Note to Reporters: A photo of Carmen Menoni is available with the news release at http://www.news.colostate.edu.

Colorado State University’s Carmen Menoni, internationally recognized for her research in optics and laser science, has been honored with the Scholarship Impact Award, one of the university’s most prestigious honors.

Menoni, a professor of Electrical and Computer Engineering, Chemistry and the School of Biomedical Engineering, was presented with the award Tuesday at Celebrate! Colorado State activities.

The Scholarship Impact Award, bestowed by the Office of the Vice President for Research, recognizes outstanding faculty whose scholarship has had a major impact nationally and/or internationally. The award includes $10,000 and a plaque of recognition.

“Dr. Menoni’s leadership as an educator and researcher has garnered much recognition for Colorado State University around the world. Her funding success is phenomenal, and she serves as a role model and mentor for women in engineering and science,” said Bill Farland, vice president for Research.

Since joining Colorado State, Menoni has established a vibrant research program in two important areas of optical and laser science. She is a leader in the use of bright beams of extreme ultraviolet laser light that are used to demonstrate novel nanoscale table-top microscopies. She has also established world-leading research in optical materials. Her contributions either as the principal investigator or co-principal investigator have resulted in more than $45 million in federal funding to Colorado State.

Menoni is a founding member of the NSF Engineering Research Center for Extreme Ultraviolet Science and Technology led by University Distinguished Professor Jorge Rocca. The center is based at Colorado State and is a joint collaboration with the University of Colorado at Boulder and the University of California at Berkeley.
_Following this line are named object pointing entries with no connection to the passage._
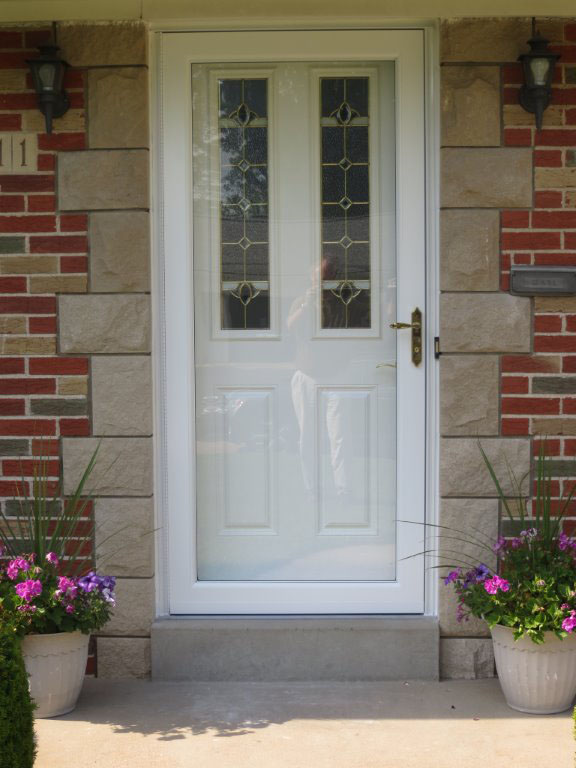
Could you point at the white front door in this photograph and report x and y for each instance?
(294, 237)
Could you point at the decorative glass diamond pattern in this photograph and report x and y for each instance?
(244, 264)
(345, 203)
(346, 286)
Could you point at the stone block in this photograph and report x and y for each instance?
(474, 525)
(101, 45)
(464, 473)
(561, 426)
(124, 465)
(469, 395)
(470, 250)
(134, 612)
(120, 251)
(122, 179)
(122, 657)
(484, 322)
(486, 178)
(118, 107)
(484, 39)
(554, 178)
(124, 537)
(466, 658)
(107, 323)
(470, 102)
(122, 395)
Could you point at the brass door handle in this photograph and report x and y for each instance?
(416, 326)
(401, 326)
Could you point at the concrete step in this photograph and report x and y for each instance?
(292, 648)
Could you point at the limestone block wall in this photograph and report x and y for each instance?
(75, 293)
(508, 197)
(75, 305)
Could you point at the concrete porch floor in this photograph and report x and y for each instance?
(452, 724)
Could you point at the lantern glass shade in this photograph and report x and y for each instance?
(541, 71)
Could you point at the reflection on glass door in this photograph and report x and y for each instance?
(295, 287)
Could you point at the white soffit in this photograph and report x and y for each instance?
(265, 12)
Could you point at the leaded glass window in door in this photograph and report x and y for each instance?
(345, 202)
(244, 204)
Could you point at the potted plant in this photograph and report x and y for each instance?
(17, 741)
(529, 599)
(49, 592)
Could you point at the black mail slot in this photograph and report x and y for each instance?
(543, 281)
Menoni has pioneered the use of pencil-like bright beams of extreme ultraviolet laser light to demonstrate novel nanoscale resolution microscopes. In October 2008, R&D Magazine recognized one of these tabletop microscopes developed by Menoni and her team of CSU and Berkeley researchers as one of the Top 100 most significant technological advances for that year. The microscope can see objects more than 1,000 times smaller than the diameter of a human hair, and take pictures of the nanostructures with a single laser flash.
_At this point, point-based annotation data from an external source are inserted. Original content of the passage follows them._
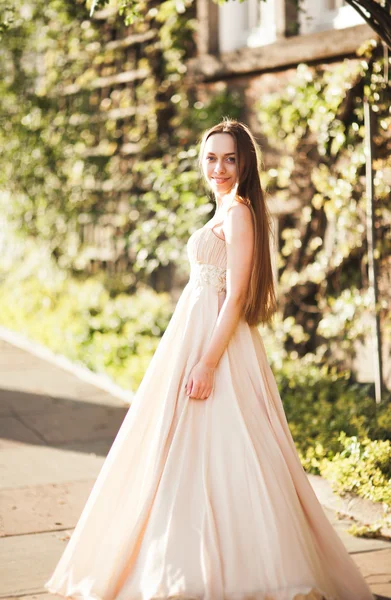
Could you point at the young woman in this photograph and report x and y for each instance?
(202, 495)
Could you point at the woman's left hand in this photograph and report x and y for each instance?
(200, 381)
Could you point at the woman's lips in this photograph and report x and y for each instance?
(220, 179)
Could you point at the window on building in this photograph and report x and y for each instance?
(321, 15)
(246, 24)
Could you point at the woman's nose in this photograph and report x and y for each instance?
(219, 168)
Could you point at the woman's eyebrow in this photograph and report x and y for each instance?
(226, 154)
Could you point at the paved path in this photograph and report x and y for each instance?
(55, 431)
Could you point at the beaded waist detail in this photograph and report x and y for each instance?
(204, 273)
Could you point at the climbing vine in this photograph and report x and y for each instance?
(317, 126)
(98, 135)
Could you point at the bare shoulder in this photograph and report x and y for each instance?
(239, 219)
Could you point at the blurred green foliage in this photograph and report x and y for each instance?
(316, 125)
(116, 336)
(76, 153)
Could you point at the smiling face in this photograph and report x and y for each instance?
(219, 162)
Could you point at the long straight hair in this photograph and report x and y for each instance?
(261, 301)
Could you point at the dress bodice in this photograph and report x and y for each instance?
(208, 258)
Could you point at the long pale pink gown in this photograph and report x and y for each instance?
(205, 500)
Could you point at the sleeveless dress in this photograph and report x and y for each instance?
(205, 499)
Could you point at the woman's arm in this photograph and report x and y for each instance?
(239, 235)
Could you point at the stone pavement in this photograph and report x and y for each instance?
(55, 431)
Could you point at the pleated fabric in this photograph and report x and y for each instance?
(205, 500)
More recently, Menoni and collaborators from the Chemistry and Microbiology, Immunology and Pathology departments have demonstrated a scanning microscope that produce chemical composition of organic and inorganic biological materials with nanoscale resolution. These projects have attracted collaborations with scientists in the United States and abroad, and with industry.
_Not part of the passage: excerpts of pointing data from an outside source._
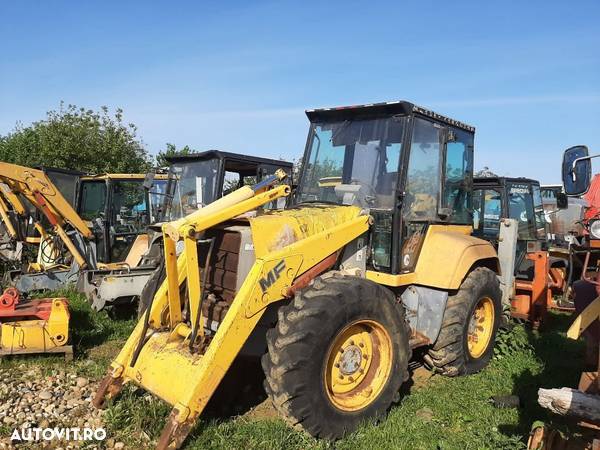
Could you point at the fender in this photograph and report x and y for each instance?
(452, 251)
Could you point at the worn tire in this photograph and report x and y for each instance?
(450, 353)
(302, 345)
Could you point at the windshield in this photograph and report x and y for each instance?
(353, 162)
(195, 186)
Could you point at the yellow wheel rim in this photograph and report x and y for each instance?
(359, 363)
(481, 326)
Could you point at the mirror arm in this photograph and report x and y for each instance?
(581, 159)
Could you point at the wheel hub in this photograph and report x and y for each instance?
(358, 365)
(481, 324)
(350, 360)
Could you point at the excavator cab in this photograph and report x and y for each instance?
(119, 208)
(192, 182)
(501, 204)
(495, 198)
Menoni is the director of the Advanced Thin Film Laboratory at CSU. She serves as the only principal investigator on a multi-year grant from the Office of Naval Research and the Department of Defense Joint Technology Office that has received more than $6 million in funding over the last seven years. Menoni’s group is the only research team at a United States academic institution with the expertise and capability to grow and characterize thin film interference structures, a critical technology for power scaling of high power lasers.

For her technical contributions, she has received the distinction of being named a Fellow of three professional societies: Optical Society of America, American Physical Society and Institute of Electrical and Electronic Engineers. For three consecutive years, Menoni was selected by two of these organizations as an “influential scientist in optics and lasers.”

Menoni’s work is published in 200 archival journal and proceedings papers and has been presented in many invited papers at national and international conferences. She has been successful in nurturing collaborations with industry. For her efforts in technology transfer, she received the Colorado Technology Transfer Award in 1998 and 2001.

Menoni is an outstanding mentor to students, a recognized teacher, and an influential role model to female students studying laser science, physics and engineering. She is passionate about teaching optics and lasers and has developed courses and workshops for a broad audience that includes K-12 students and middle school teachers.